Kapitel 23
In welchem an einem Bett
gewacht wird
Es gibt nichts, das wir
für sie tun können.« Wayren ließ den
Blick durch den Saal wandern. Der Brunnen des
Konsiliums plätscherte hinter ihr, und doch war sein funkelndes
Weihwasser in diesem Fall keine Hilfe. »Fühlt ihr es denn nicht?

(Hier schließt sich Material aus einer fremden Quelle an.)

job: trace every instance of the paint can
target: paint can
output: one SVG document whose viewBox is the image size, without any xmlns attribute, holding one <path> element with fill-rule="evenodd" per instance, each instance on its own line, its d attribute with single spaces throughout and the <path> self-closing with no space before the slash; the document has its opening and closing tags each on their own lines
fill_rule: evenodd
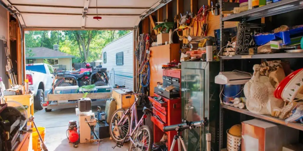
<svg viewBox="0 0 303 151">
<path fill-rule="evenodd" d="M 266 0 L 259 0 L 259 7 L 261 7 L 266 5 Z"/>
<path fill-rule="evenodd" d="M 252 0 L 252 8 L 255 8 L 259 7 L 259 0 Z"/>
<path fill-rule="evenodd" d="M 272 0 L 266 0 L 266 4 L 268 4 L 272 3 Z"/>
<path fill-rule="evenodd" d="M 212 61 L 213 43 L 212 40 L 210 39 L 206 41 L 206 61 Z"/>
<path fill-rule="evenodd" d="M 248 0 L 239 0 L 240 7 L 248 7 Z"/>
<path fill-rule="evenodd" d="M 248 10 L 252 9 L 252 0 L 248 0 Z"/>
</svg>

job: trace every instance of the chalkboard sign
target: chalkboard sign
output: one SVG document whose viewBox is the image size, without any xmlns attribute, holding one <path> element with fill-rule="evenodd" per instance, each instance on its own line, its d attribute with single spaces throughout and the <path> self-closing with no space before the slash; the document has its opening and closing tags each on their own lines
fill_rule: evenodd
<svg viewBox="0 0 303 151">
<path fill-rule="evenodd" d="M 237 34 L 237 55 L 248 55 L 249 48 L 254 48 L 254 53 L 257 53 L 257 47 L 253 37 L 263 31 L 264 24 L 239 23 Z"/>
</svg>

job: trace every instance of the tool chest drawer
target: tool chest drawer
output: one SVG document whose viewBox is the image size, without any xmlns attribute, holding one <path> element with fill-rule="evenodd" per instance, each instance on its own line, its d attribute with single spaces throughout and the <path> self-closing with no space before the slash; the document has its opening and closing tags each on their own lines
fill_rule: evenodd
<svg viewBox="0 0 303 151">
<path fill-rule="evenodd" d="M 155 95 L 155 96 L 158 97 L 160 96 L 157 96 Z M 156 105 L 164 111 L 167 111 L 166 107 L 167 107 L 167 103 L 165 101 L 162 101 L 160 102 L 158 100 L 156 100 L 153 97 L 150 96 L 148 97 L 148 100 L 149 100 L 149 101 L 153 104 Z"/>
<path fill-rule="evenodd" d="M 171 81 L 171 77 L 166 76 L 163 76 L 162 77 L 162 79 L 163 80 Z"/>
<path fill-rule="evenodd" d="M 166 114 L 162 113 L 161 111 L 158 110 L 154 106 L 152 107 L 152 112 L 155 115 L 157 115 L 160 119 L 164 123 L 167 123 L 167 116 Z"/>
<path fill-rule="evenodd" d="M 152 116 L 151 120 L 154 124 L 157 125 L 157 126 L 161 130 L 163 130 L 163 127 L 167 126 L 167 124 L 164 123 L 154 116 Z"/>
<path fill-rule="evenodd" d="M 154 92 L 160 95 L 168 98 L 171 98 L 180 97 L 180 92 L 168 92 L 165 90 L 162 90 L 155 87 Z"/>
<path fill-rule="evenodd" d="M 180 86 L 180 83 L 178 81 L 173 81 L 171 80 L 163 80 L 163 84 L 166 83 L 170 85 L 172 85 L 178 87 Z"/>
<path fill-rule="evenodd" d="M 173 86 L 174 86 L 174 87 L 175 87 L 175 89 L 174 89 L 174 90 L 176 90 L 176 91 L 178 91 L 179 92 L 179 93 L 180 93 L 179 92 L 180 90 L 180 87 L 178 86 L 176 86 L 176 85 L 171 85 L 168 83 L 163 83 L 163 86 L 164 87 L 167 87 L 170 85 L 172 85 Z"/>
</svg>

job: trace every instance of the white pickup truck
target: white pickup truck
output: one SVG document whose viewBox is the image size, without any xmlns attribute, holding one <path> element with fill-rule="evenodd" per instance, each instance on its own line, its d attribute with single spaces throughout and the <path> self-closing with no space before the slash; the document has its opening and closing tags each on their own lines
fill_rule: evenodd
<svg viewBox="0 0 303 151">
<path fill-rule="evenodd" d="M 46 63 L 41 63 L 27 64 L 26 69 L 29 88 L 34 92 L 35 109 L 42 110 L 42 103 L 44 102 L 44 92 L 52 88 L 55 68 Z M 47 109 L 45 109 L 46 111 Z"/>
</svg>

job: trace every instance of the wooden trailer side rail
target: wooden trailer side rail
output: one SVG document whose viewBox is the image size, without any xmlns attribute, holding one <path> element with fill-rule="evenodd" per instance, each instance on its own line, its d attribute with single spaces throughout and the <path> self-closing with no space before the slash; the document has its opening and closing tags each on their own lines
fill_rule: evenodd
<svg viewBox="0 0 303 151">
<path fill-rule="evenodd" d="M 47 95 L 47 101 L 49 101 L 62 100 L 77 100 L 79 98 L 83 98 L 83 93 L 71 94 L 58 94 Z M 106 99 L 112 96 L 112 92 L 99 92 L 90 93 L 87 94 L 86 98 L 91 99 Z"/>
</svg>

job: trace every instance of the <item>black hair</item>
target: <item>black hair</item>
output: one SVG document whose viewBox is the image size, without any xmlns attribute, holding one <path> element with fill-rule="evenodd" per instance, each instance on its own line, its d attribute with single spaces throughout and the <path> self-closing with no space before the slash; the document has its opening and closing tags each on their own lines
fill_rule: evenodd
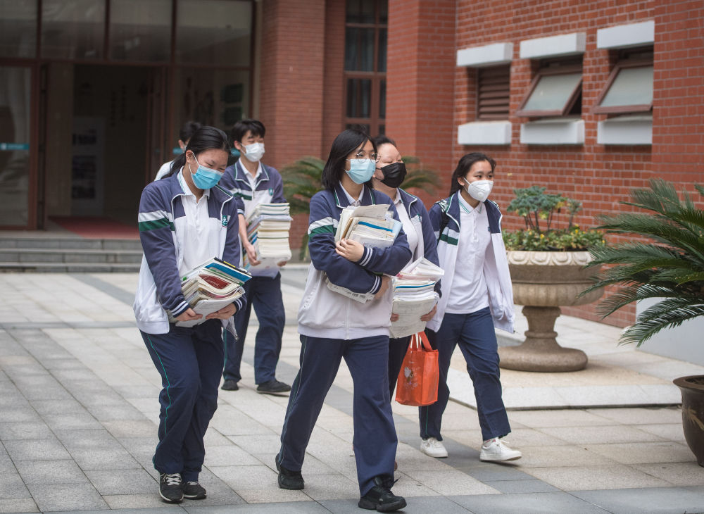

Man kann sie sogar hier noch spüren.«
Sie wusste, dass sie die Präsenz eines Untoten
witterten - eine zerstörte Seele aus ihren eigenen Reihen, die man
in die geheiligten und geheimen Hallen des Konsiliums gebracht
hatte; sie erkannte es an der absoluten Hoffnungslosigkeit in
Sebastians schönem Gesicht und an dem Selbsthass und dem
Schuldbewusstsein, die ihn zu überwältigen drohten.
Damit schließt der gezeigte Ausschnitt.